To use it, merchants need to first download the Aadhaar Pay app and then register to start using it. After registration, the merchant’s mobile phone needs to be linked to an Aadhaar biometric reader. Once the merchant has this infrastructure in place, the consumers can start transacting. To make a payment, the consumer has to just enter her Aadhaar number. The fingerprint is the password for the transaction. To use this service, the customer has to first link her bank account to her Aadhaar. Jaitley said that Aadhaar Pay will be specifically beneficial for those who do not have debit cards, mobile wallets and mobile phones. However, the consumer needs to have a bank account and Aadhaar number. “The launch of Aadhaar Pay for people without mobile phones will spearhead the country’s transition to digital economy," said Neel Ratan, leader- government and public sector, PwC India. In January, law and information technology minister Ravi Shankar Prasad had said that more than 14 banks had been integrated with Aadhaar Pay and 1.11 billion people had an Aadhaar number. The government is banking on this infrastructure to build Aadhaar Pay. As of now, you can make electronic payments to offline merchant using cards, e-wallets and the Unified Payment Interface (UPI).

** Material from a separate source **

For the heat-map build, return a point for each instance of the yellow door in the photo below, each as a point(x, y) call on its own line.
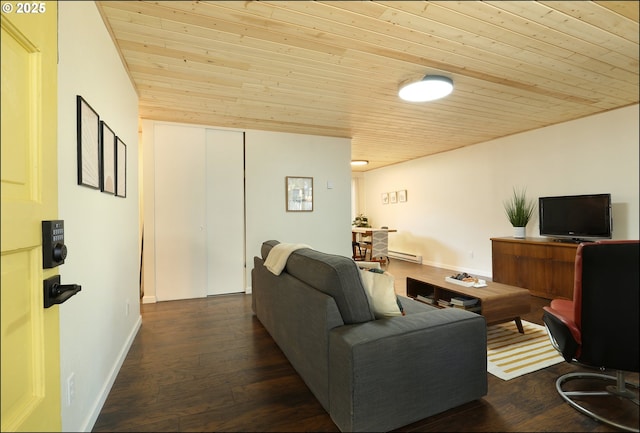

In case of online merchants, you could do it using Net banking as well. For card transactions, a merchant needs to install PoS machines, which cost between Rs5,000 and Rs15,000. The consumer needs to have a credit or debit card to do the transaction. For card transactions, merchants have to pay a merchant discount rate in the range of 0.5-1% of the value of the transaction. If you are a consumer, you also incur the cost of holding the card—in the form of annual fee and joining fee, which usually start from Rs200. In case of e-wallets, the merchant transaction has not picked up pace because of interoperability issues. Therefore, both the merchant and the consumer need to have an e-wallet from the same service provider to complete the transaction. There are no charges for the consumer, however the merchant may have to pay a fee to the e-wallet service provider—which could start from 0.5% of the value of transaction. UPI, which was launched in August 2016, currently has over 35 member banks. To use this service, customers need to have a UPI-enabled app, a bank account and a registered mobile number. Besides these modes of payment, you can also pay using QR codes—a machine-readable matrix, which you can scan with your smartphone to pay. At present, various payment companies and banks provide different QR codes. The government sees potential in QR codes and is looking to provide a common QR code solution, which will be interoperable across payment networks. A common QR code will allow merchants to display a standard QR code, which can be linked to all the three payments networks—RuPay, MasterCard and Visa.
India is currently at a stage where it is building the road for electronic payments. Aadhaar Pay will be another channel to make payments. Compared with card payments, it will be cheaper.